John Stonestreet – In the whirlwind of moral balancing as the globe reacts to Coronavirus, we face pressing questions, from if and how to triage patients in the face of limited medical supplies, to how long we ought hobble the economy to curb the spread of the disease.
These immediate questions are essential, but there are others, too: eternal and existential questions endemic to our humanity that tend to emerge in times like these. Why are we suffering? How can we deal with suffering? What does suffering mean?
At this time, as the world deals with the spread of the Coronavirus, Christians have an opportunity to share one of our faith’s most unique pillars: Suffering is shocking, but it’s meaningful. Suffering is viewed quite differently within other religions, and it’s important to know that difference since every religion and every worldview must explain the world as it is.
A fundamental premise of Buddhism, for example, is that life is suffering. As creatures of desire, we attach ourselves and tend to cling to things such as stuff, health, youth, love, and even life itself. Thus, in Buddhism, we are only delivered from suffering by ridding ourselves of the attachments of our desire.
Not only does such a view deny any real distinction between what’s good and what’s bad—such as health and sickness, love and loneliness, or even life and death—it necessarily denies two things Christianity affirms: The goodness of creation and the possibility that the creation will be, as St. Paul put it, set free from corruption.
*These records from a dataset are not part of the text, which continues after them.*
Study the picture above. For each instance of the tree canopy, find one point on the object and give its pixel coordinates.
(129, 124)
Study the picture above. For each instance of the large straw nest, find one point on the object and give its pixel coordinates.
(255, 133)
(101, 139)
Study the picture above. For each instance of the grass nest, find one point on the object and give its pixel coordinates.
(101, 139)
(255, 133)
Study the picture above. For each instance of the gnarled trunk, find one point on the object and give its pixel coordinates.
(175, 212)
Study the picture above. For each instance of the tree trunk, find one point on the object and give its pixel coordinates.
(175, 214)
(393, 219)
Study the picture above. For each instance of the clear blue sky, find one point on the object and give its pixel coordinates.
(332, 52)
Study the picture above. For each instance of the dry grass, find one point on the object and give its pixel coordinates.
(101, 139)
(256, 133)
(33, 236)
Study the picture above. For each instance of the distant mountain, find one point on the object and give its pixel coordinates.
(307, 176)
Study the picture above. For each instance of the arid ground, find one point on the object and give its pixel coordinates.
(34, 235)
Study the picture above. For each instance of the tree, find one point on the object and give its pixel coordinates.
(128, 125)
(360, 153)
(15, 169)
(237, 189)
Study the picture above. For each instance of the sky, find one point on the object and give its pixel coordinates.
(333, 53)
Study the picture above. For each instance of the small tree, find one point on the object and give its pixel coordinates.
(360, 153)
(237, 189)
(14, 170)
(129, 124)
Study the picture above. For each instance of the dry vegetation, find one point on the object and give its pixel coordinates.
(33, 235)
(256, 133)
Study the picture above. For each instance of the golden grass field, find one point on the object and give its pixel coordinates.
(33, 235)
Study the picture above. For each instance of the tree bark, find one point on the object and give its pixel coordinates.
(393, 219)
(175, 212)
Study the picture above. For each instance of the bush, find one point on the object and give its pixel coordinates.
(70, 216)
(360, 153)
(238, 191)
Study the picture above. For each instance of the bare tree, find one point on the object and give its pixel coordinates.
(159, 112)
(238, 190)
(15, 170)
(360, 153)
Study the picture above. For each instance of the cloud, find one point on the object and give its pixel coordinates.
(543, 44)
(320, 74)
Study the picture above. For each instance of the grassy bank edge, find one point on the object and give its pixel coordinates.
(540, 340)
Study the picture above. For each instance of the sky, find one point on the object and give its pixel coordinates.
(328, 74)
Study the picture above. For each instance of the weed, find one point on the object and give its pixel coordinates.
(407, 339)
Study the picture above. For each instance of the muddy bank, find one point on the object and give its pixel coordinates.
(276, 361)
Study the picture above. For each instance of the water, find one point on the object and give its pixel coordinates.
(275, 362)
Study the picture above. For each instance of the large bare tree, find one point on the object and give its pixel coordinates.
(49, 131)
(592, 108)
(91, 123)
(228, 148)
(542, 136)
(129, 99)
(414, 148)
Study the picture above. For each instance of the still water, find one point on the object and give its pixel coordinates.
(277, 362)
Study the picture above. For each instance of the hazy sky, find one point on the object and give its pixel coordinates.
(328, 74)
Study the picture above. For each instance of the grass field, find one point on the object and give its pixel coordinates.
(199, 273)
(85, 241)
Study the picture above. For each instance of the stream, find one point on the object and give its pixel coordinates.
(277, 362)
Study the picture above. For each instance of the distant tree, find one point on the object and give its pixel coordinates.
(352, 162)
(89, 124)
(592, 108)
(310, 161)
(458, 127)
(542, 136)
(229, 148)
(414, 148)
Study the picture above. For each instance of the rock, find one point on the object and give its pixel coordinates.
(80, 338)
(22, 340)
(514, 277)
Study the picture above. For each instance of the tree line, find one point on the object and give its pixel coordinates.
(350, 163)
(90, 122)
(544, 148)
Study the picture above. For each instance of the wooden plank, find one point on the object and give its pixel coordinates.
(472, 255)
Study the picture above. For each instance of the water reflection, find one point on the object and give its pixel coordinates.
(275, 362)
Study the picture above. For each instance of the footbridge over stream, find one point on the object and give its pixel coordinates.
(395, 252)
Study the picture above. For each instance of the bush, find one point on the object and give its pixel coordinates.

While many Westerners play around with a sort of pop-Buddhism, the secular view of suffering is far more common here. In this view, suffering is real, and we certainly don’t like it, but we don’t really have the worldview foundation to make sense of it. Suffering interrupts our pleasure and happiness, but in a world without purpose or design, we can’t really say that’s wrong or bad or that it shouldn’t be.
We believe, as those with the most resources in human history to avoid sickness and disaster and certain sufferings, that we somehow have a right not to suffer or, for that matter, to feel dissatisfaction or distress of any kind. But why would that be so, if the world is, as Richard Dawkins once put it, a place of “blind, pitiless indifference” and we are, as he also put it, merely “dancing to our DNA”?
As Dr. John Lennox pointed out on a recent BreakPoint Podcast, suffering is utterly meaningless for a true atheist. It’s not good. It’s not bad. It’s just there.
What about Christianity? Unlike Buddhism, Christianity doesn’t deny the objective goodness of the world, the objective nature of our suffering, nor the objective potential of restoration. St. Paul, in 1 Corinthians 15, called death “the last enemy,” which will be destroyed at Christ’s return.
The author of Hebrews called the fear of death the means by which Satan enslaves men. And, most of all, Jesus seemed to identify with human suffering as something He literally felt in His guts. He entered the suffering of others, such as the mourning sisters of Lazarus in John 11, and He prayed to avoid suffering Himself in the Garden of Gethsemane.
The Bible is clear, as is the example of Jesus, that suffering is bad and avoiding it isn’t possible. At the same time, suffering is not seen as meaningless (unlike in secularism). On both the personal and cosmic levels, suffering points to the realities of higher truths and greater goods but is ultimately not the story of creation.
The One through whom all things were made drank from the same cup of suffering and death as all of us. The author of Hebrews says that He “tasted death for everyone.” And yet, rising from the grave three days later, Christ shows us that while suffering and death are real, they do not have the last word.
As John Lennox writes in his marvelous new book “Where Is God in a Coronavirus World?” a Christian “is not a person who has solved the problem of suffering, but one who has come to love and trust the God who has suffered for them.” Christianity teaches neither resignation to suffering nor detachment from the world. Christianity neither denies the realities of suffering nor gives it more than its due. And so, Christianity alone offers a basis for hope, a true and firm “anchor for the soul.”